4. Verzicht nach dem Erbfall
Rz. 5
Die Erbenstellung gewinnt der Berechtigte von selbst. Ein "Verzicht" ist nach dem Erbfall durch die formbedürftige Ausschlagung möglich, vgl. § 1945 BGB.
Der Pflichtteilsanspruch entsteht mit dem Erbfall und ist gemäß § 2317 Abs. 1 BGB rein schuldrechtlich. Der Berechtigte kann formlos verzichten (zu steuerlichen Folgen vgl. Kommentierung zu § 2303).
II. Notarielle Beurkundung
1. Grundsatz
Rz. 6
Für den Erbverzicht schreibt § 2348 BGB die notarielle Beurkundung vor. Beide Erklärungen – Angebot des Verzichtenden und Annahme des Erblassers oder aber auch in anderer Reihenfolge – müssen in dieser Form abgegeben werden. Inwieweit auch andere, im Zusammenhang stehende Geschäfte beurkundungspflichtig werden, ist umstritten.

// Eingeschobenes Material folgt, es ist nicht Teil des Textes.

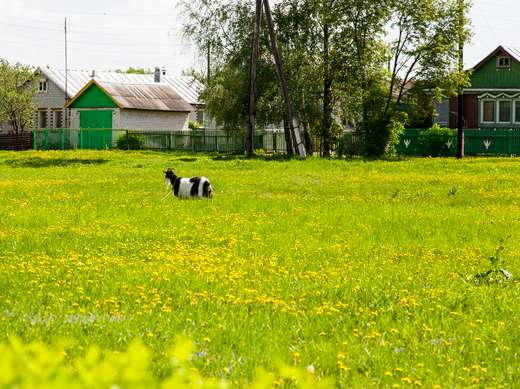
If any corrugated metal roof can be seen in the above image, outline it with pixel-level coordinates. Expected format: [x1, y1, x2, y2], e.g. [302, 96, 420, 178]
[502, 46, 520, 62]
[40, 67, 203, 105]
[96, 81, 194, 112]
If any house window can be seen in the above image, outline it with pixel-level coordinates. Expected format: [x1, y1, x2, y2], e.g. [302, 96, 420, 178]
[482, 100, 495, 123]
[514, 100, 520, 123]
[38, 109, 47, 128]
[497, 57, 511, 69]
[498, 100, 512, 123]
[54, 110, 63, 128]
[38, 80, 47, 93]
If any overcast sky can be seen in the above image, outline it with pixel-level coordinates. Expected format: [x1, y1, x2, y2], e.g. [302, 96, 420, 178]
[0, 0, 520, 75]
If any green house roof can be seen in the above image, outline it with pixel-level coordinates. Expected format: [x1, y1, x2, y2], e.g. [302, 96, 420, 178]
[468, 46, 520, 89]
[67, 80, 119, 108]
[66, 80, 194, 112]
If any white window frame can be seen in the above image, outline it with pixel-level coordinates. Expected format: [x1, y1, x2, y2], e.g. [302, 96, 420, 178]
[497, 56, 511, 69]
[496, 99, 513, 124]
[513, 98, 520, 124]
[480, 98, 498, 124]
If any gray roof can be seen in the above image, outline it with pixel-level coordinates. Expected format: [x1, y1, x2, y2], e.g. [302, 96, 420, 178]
[96, 81, 193, 112]
[39, 67, 203, 105]
[502, 46, 520, 62]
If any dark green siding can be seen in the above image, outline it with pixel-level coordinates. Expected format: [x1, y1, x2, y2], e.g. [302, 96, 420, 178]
[70, 84, 117, 108]
[79, 110, 113, 128]
[471, 56, 520, 89]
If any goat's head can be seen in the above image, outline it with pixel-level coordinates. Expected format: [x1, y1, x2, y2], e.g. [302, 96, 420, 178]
[164, 168, 177, 180]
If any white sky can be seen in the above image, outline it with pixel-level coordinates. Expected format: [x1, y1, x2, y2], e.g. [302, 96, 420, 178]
[0, 0, 520, 75]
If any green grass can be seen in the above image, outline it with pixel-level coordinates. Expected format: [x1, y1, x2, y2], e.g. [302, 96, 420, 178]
[0, 151, 520, 387]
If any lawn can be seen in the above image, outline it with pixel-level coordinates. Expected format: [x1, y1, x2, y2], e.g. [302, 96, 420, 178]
[0, 151, 520, 388]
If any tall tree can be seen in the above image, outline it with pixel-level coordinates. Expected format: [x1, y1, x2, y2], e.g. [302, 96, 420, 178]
[246, 0, 262, 156]
[0, 59, 37, 134]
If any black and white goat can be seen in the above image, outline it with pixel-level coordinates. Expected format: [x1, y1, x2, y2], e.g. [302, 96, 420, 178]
[164, 169, 213, 199]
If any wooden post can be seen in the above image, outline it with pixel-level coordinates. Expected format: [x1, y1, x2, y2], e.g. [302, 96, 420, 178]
[263, 0, 306, 158]
[246, 0, 262, 156]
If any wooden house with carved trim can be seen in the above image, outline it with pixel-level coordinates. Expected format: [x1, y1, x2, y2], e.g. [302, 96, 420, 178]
[436, 46, 520, 129]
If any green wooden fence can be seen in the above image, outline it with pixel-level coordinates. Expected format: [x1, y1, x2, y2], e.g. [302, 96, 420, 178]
[33, 128, 272, 153]
[397, 129, 520, 156]
[33, 129, 520, 156]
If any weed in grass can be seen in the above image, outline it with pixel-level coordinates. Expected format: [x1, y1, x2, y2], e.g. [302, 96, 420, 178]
[0, 151, 520, 388]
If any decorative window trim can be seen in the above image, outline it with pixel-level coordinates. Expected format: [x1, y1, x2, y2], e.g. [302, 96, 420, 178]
[497, 56, 511, 69]
[480, 98, 498, 124]
[513, 100, 520, 124]
[496, 99, 513, 124]
[38, 78, 49, 93]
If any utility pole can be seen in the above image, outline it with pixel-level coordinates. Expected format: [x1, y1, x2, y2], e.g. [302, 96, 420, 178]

Es soll sich bei der Beurkundung eines Erb-, Pflichtteils- und Zuwendungsverzichtes nicht um eine Verfügung von Todes wegen i.S.v. § 27 BeurkG handeln, so dass eine Unwirksamkeit nach § 7 BeurkG nicht möglich wäre. Jedenfalls für den direkt auf die Erbfolge wirkenden Erbverzicht ist dies nach hier vertretener Ansicht falsch.
Der gerichtliche Vergleich gem. § 127a BGB steht der notariellen Beurkundung gleich.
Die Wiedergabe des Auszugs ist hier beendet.